Certa vez ouvi o ilustre estudioso de Português Evanildo Bechara, autor de uma das gramáticas da língua portuguesa mais editadas, Moderna Gramática Portuguesa (37.ª edição), afirmar que há coisas que nunca se devem dizer. Uma delas é “Isso não se diz” porque o simples facto de se ter esta reacção é prova de que se diz, pois alguém acabou de ouvir e reagiu. Outra é “Isso não é português”. Como se pode, por exemplo, dizer a alguém que só sabe falar português que o que acabou de pronunciar não é português?

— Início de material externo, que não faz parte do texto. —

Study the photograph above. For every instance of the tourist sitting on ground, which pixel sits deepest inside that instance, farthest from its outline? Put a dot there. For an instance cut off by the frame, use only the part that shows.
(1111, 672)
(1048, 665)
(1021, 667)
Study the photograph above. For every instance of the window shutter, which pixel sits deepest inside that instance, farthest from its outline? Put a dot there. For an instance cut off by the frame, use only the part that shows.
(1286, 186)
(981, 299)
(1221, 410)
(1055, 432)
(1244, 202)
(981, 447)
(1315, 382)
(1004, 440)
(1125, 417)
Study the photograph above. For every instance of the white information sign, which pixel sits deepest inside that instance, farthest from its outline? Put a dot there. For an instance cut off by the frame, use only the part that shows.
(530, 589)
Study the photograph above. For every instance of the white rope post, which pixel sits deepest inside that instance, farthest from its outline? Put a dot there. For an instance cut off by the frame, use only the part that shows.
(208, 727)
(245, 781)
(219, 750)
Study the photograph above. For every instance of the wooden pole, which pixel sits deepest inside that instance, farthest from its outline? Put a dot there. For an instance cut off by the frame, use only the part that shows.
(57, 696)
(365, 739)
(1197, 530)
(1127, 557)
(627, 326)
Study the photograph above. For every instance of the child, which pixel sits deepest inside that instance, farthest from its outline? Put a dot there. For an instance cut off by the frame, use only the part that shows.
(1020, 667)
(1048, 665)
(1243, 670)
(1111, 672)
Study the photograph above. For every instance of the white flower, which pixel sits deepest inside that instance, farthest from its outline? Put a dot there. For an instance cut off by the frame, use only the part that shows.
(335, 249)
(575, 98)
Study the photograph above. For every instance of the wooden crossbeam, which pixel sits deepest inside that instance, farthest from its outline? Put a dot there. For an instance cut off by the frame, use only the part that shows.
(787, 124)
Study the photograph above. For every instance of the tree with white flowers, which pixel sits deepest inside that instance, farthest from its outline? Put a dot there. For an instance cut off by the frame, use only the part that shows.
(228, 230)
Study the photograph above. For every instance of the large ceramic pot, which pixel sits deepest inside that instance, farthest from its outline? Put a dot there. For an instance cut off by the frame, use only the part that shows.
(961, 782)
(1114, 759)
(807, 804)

Em relação à expressão em apreço e à pergunta correspondente, só posso responder que existe, pois se o consulente (e eu também) a ouve, como pode não existir? Existe, note-se, num português informal, numa situação de oralidade em que o orador quer enfatizar a sua intervenção. Não a aprendeu o consulente na escola, nem eu, porque a função da escola é veicular uma língua padrão, que permita a todos o domínio de uma forma de expressão linguística formal e mais ou menos próxima, para que nos entendamos e possamos comunicar sem barreiras. As mesmas pessoas que dizem expressões como a que está em apreço, não as escreveriam, arranjando estruturas mais formais para dizer o mesmo.
Saliento apenas que são várias as expressões em que ocorre este fenómeno de realce, colocando um pronome sujeito a anteceder uma forma verbal face à qual é inadequado. É, por exemplo, o caso de «Eles parece que já vieram». Nesta situação o verbo é impessoal, e, no entanto, surge antecedido por um pronome que desempenha, habitualmente, funções de sujeito.
Também neste caso estamos perante uma estrutura da oralidade que não deverá passar à escrita.